FIG. 2 is a block diagram illustrating a functional configuration of the substrate processing system.
FIG. 3 is a perspective view illustrating an example of a substrate processing apparatus.
FIG. 4 is a perspective view illustrating an example of a substrate processing apparatus.
FIG. 5 is a diagram illustrating how unit numbers and layout numbers are assigned.
FIG. 6 is a block diagram illustrating an internal configuration of the substrate processing apparatus.
FIG. 7 is a block diagram illustrating an internal configuration of the substrate processing apparatus.
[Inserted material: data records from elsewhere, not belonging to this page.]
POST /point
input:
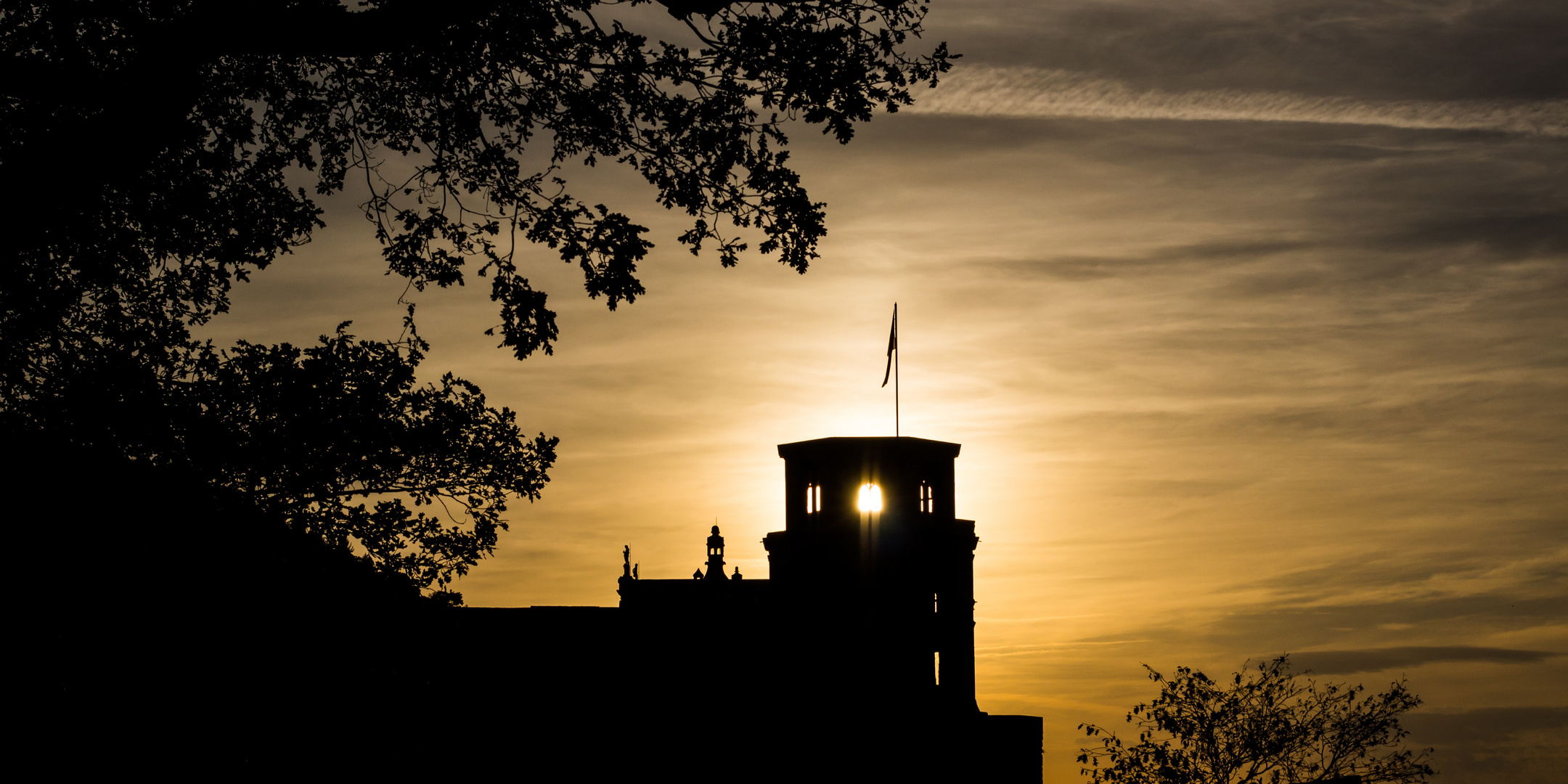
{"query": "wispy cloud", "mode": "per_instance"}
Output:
(1379, 659)
(1045, 93)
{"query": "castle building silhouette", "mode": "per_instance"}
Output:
(855, 658)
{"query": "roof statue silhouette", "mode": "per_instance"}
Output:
(857, 653)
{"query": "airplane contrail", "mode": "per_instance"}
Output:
(1040, 93)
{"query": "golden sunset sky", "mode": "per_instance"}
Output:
(1251, 320)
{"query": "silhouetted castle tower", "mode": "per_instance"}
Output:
(873, 540)
(857, 651)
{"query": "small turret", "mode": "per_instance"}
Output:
(716, 555)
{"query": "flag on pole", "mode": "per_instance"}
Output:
(893, 342)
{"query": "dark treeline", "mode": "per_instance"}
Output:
(243, 557)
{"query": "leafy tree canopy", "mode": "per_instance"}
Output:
(155, 152)
(1267, 727)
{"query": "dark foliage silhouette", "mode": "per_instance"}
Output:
(1272, 727)
(163, 150)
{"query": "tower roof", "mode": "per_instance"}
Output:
(849, 444)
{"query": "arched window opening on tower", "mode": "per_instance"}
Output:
(812, 499)
(870, 497)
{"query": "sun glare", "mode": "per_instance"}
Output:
(870, 497)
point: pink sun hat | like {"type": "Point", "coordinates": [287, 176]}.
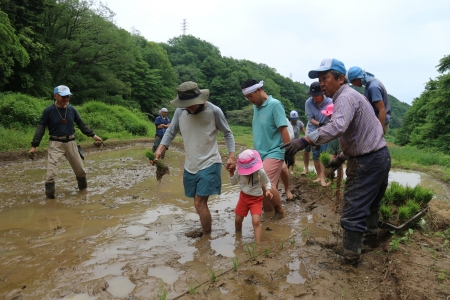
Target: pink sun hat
{"type": "Point", "coordinates": [249, 161]}
{"type": "Point", "coordinates": [328, 110]}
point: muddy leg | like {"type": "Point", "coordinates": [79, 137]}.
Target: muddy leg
{"type": "Point", "coordinates": [238, 223]}
{"type": "Point", "coordinates": [201, 205]}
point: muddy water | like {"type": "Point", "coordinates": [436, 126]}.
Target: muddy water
{"type": "Point", "coordinates": [126, 234]}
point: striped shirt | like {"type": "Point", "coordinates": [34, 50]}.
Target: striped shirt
{"type": "Point", "coordinates": [353, 122]}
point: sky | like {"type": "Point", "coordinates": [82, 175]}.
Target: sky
{"type": "Point", "coordinates": [399, 41]}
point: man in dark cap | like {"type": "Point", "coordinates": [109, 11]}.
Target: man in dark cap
{"type": "Point", "coordinates": [361, 139]}
{"type": "Point", "coordinates": [199, 122]}
{"type": "Point", "coordinates": [313, 107]}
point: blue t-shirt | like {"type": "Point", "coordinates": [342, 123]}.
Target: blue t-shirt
{"type": "Point", "coordinates": [158, 121]}
{"type": "Point", "coordinates": [375, 91]}
{"type": "Point", "coordinates": [266, 120]}
{"type": "Point", "coordinates": [313, 111]}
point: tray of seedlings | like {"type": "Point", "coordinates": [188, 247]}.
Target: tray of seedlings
{"type": "Point", "coordinates": [402, 206]}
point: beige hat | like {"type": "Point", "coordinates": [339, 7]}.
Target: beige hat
{"type": "Point", "coordinates": [189, 94]}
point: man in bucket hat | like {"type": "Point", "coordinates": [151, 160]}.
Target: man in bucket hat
{"type": "Point", "coordinates": [60, 118]}
{"type": "Point", "coordinates": [199, 122]}
{"type": "Point", "coordinates": [375, 92]}
{"type": "Point", "coordinates": [361, 139]}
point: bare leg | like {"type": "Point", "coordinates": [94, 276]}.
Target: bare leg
{"type": "Point", "coordinates": [285, 180]}
{"type": "Point", "coordinates": [257, 227]}
{"type": "Point", "coordinates": [305, 162]}
{"type": "Point", "coordinates": [201, 205]}
{"type": "Point", "coordinates": [238, 222]}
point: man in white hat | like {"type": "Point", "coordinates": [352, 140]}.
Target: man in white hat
{"type": "Point", "coordinates": [162, 122]}
{"type": "Point", "coordinates": [199, 121]}
{"type": "Point", "coordinates": [60, 118]}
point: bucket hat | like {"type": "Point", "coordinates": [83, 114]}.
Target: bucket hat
{"type": "Point", "coordinates": [189, 94]}
{"type": "Point", "coordinates": [249, 161]}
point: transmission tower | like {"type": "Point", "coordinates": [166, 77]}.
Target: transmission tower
{"type": "Point", "coordinates": [184, 26]}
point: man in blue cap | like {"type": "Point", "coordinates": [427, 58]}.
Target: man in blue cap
{"type": "Point", "coordinates": [374, 91]}
{"type": "Point", "coordinates": [60, 118]}
{"type": "Point", "coordinates": [361, 139]}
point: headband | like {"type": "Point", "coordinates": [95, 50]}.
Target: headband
{"type": "Point", "coordinates": [252, 88]}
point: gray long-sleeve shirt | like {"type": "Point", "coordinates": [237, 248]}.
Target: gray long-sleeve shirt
{"type": "Point", "coordinates": [200, 136]}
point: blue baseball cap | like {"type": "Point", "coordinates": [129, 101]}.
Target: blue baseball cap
{"type": "Point", "coordinates": [62, 90]}
{"type": "Point", "coordinates": [326, 65]}
{"type": "Point", "coordinates": [353, 73]}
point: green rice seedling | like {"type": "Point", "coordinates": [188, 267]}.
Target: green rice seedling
{"type": "Point", "coordinates": [385, 211]}
{"type": "Point", "coordinates": [404, 213]}
{"type": "Point", "coordinates": [325, 158]}
{"type": "Point", "coordinates": [398, 193]}
{"type": "Point", "coordinates": [413, 206]}
{"type": "Point", "coordinates": [422, 194]}
{"type": "Point", "coordinates": [192, 289]}
{"type": "Point", "coordinates": [213, 275]}
{"type": "Point", "coordinates": [235, 263]}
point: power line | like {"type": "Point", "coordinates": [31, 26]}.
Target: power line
{"type": "Point", "coordinates": [184, 26]}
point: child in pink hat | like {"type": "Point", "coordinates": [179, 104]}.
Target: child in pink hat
{"type": "Point", "coordinates": [251, 178]}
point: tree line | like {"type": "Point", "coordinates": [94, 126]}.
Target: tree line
{"type": "Point", "coordinates": [75, 42]}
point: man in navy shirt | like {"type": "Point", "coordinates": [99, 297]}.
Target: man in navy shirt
{"type": "Point", "coordinates": [162, 122]}
{"type": "Point", "coordinates": [60, 118]}
{"type": "Point", "coordinates": [375, 92]}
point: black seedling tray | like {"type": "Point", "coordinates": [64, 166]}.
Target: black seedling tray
{"type": "Point", "coordinates": [408, 223]}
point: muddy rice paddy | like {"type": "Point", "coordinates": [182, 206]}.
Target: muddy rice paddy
{"type": "Point", "coordinates": [124, 238]}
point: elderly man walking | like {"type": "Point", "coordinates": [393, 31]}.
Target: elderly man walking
{"type": "Point", "coordinates": [60, 118]}
{"type": "Point", "coordinates": [199, 121]}
{"type": "Point", "coordinates": [375, 92]}
{"type": "Point", "coordinates": [269, 127]}
{"type": "Point", "coordinates": [361, 139]}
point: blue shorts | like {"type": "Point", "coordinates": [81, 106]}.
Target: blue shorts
{"type": "Point", "coordinates": [316, 153]}
{"type": "Point", "coordinates": [205, 183]}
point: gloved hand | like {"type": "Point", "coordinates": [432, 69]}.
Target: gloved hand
{"type": "Point", "coordinates": [336, 163]}
{"type": "Point", "coordinates": [294, 146]}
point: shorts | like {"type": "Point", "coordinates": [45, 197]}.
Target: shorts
{"type": "Point", "coordinates": [273, 167]}
{"type": "Point", "coordinates": [316, 153]}
{"type": "Point", "coordinates": [248, 203]}
{"type": "Point", "coordinates": [205, 183]}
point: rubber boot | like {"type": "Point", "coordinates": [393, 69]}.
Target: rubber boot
{"type": "Point", "coordinates": [352, 246]}
{"type": "Point", "coordinates": [50, 190]}
{"type": "Point", "coordinates": [82, 183]}
{"type": "Point", "coordinates": [370, 238]}
{"type": "Point", "coordinates": [279, 213]}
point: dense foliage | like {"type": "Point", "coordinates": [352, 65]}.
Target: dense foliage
{"type": "Point", "coordinates": [427, 123]}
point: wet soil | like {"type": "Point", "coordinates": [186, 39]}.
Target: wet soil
{"type": "Point", "coordinates": [128, 236]}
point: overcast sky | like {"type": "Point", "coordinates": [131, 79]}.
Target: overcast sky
{"type": "Point", "coordinates": [400, 41]}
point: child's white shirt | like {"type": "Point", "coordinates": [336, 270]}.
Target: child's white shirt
{"type": "Point", "coordinates": [249, 186]}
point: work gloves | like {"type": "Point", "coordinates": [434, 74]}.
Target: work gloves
{"type": "Point", "coordinates": [294, 146]}
{"type": "Point", "coordinates": [336, 163]}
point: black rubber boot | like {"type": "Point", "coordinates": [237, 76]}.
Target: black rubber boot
{"type": "Point", "coordinates": [50, 190]}
{"type": "Point", "coordinates": [352, 246]}
{"type": "Point", "coordinates": [370, 238]}
{"type": "Point", "coordinates": [82, 183]}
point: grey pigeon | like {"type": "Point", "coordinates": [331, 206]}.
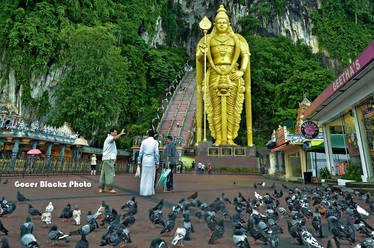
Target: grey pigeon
{"type": "Point", "coordinates": [21, 198]}
{"type": "Point", "coordinates": [82, 243]}
{"type": "Point", "coordinates": [67, 212]}
{"type": "Point", "coordinates": [56, 234]}
{"type": "Point", "coordinates": [169, 224]}
{"type": "Point", "coordinates": [28, 225]}
{"type": "Point", "coordinates": [3, 229]}
{"type": "Point", "coordinates": [218, 232]}
{"type": "Point", "coordinates": [240, 239]}
{"type": "Point", "coordinates": [316, 223]}
{"type": "Point", "coordinates": [158, 243]}
{"type": "Point", "coordinates": [4, 242]}
{"type": "Point", "coordinates": [27, 239]}
{"type": "Point", "coordinates": [129, 221]}
{"type": "Point", "coordinates": [33, 211]}
{"type": "Point", "coordinates": [193, 196]}
{"type": "Point", "coordinates": [188, 226]}
{"type": "Point", "coordinates": [132, 206]}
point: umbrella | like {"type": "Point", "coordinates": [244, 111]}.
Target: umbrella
{"type": "Point", "coordinates": [163, 177]}
{"type": "Point", "coordinates": [80, 142]}
{"type": "Point", "coordinates": [34, 152]}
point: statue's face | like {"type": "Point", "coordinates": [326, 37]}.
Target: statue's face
{"type": "Point", "coordinates": [221, 25]}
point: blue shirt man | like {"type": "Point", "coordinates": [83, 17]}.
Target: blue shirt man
{"type": "Point", "coordinates": [170, 154]}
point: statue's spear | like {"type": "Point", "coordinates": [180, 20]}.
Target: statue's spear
{"type": "Point", "coordinates": [205, 25]}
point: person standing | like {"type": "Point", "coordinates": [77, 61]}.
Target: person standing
{"type": "Point", "coordinates": [170, 153]}
{"type": "Point", "coordinates": [148, 160]}
{"type": "Point", "coordinates": [109, 158]}
{"type": "Point", "coordinates": [93, 165]}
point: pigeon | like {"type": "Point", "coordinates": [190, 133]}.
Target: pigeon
{"type": "Point", "coordinates": [46, 217]}
{"type": "Point", "coordinates": [82, 243]}
{"type": "Point", "coordinates": [225, 198]}
{"type": "Point", "coordinates": [218, 232]}
{"type": "Point", "coordinates": [188, 226]}
{"type": "Point", "coordinates": [86, 229]}
{"type": "Point", "coordinates": [193, 196]}
{"type": "Point", "coordinates": [67, 213]}
{"type": "Point", "coordinates": [21, 198]}
{"type": "Point", "coordinates": [180, 233]}
{"type": "Point", "coordinates": [100, 210]}
{"type": "Point", "coordinates": [156, 215]}
{"type": "Point", "coordinates": [240, 239]}
{"type": "Point", "coordinates": [28, 224]}
{"type": "Point", "coordinates": [169, 224]}
{"type": "Point", "coordinates": [158, 243]}
{"type": "Point", "coordinates": [77, 215]}
{"type": "Point", "coordinates": [33, 211]}
{"type": "Point", "coordinates": [6, 207]}
{"type": "Point", "coordinates": [316, 223]}
{"type": "Point", "coordinates": [4, 242]}
{"type": "Point", "coordinates": [3, 229]}
{"type": "Point", "coordinates": [28, 240]}
{"type": "Point", "coordinates": [129, 221]}
{"type": "Point", "coordinates": [362, 211]}
{"type": "Point", "coordinates": [294, 230]}
{"type": "Point", "coordinates": [308, 239]}
{"type": "Point", "coordinates": [132, 206]}
{"type": "Point", "coordinates": [55, 235]}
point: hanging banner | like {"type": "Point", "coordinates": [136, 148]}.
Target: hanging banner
{"type": "Point", "coordinates": [309, 130]}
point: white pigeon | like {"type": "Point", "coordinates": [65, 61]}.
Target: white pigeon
{"type": "Point", "coordinates": [309, 240]}
{"type": "Point", "coordinates": [77, 216]}
{"type": "Point", "coordinates": [258, 196]}
{"type": "Point", "coordinates": [361, 211]}
{"type": "Point", "coordinates": [47, 215]}
{"type": "Point", "coordinates": [180, 233]}
{"type": "Point", "coordinates": [49, 208]}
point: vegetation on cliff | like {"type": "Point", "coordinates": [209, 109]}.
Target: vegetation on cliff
{"type": "Point", "coordinates": [111, 77]}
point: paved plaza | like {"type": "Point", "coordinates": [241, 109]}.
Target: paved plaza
{"type": "Point", "coordinates": [87, 198]}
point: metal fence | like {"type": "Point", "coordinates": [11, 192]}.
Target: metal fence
{"type": "Point", "coordinates": [34, 165]}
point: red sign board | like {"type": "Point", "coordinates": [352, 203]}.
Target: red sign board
{"type": "Point", "coordinates": [356, 66]}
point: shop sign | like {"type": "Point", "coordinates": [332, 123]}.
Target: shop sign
{"type": "Point", "coordinates": [309, 129]}
{"type": "Point", "coordinates": [281, 136]}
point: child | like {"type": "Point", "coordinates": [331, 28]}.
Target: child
{"type": "Point", "coordinates": [93, 165]}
FIG. 8 is a diagram exemplifying a warning screen for warning a malfunction;
FIG. 9 is a diagram for explaining flow recipe data and unit processing data.
FIG. 10 is a diagram for explaining flow recipe data and unit processing data.
FIG. 11 is a diagram illustrating display of a flow recipe after recipe copying.
FIG. 12 is a diagram illustrating display of a flow recipe after recipe copying.
[Explanation of symbols]
1 Substrate processing system
100,200 substrate processing equipment
130, 512 storage unit (storage means, identification information storage means)
511 control unit (management means)
530, DP display
CR1, CR2 control unit (management means, self-device management means)
L1 to L12 Layout number (first identification information)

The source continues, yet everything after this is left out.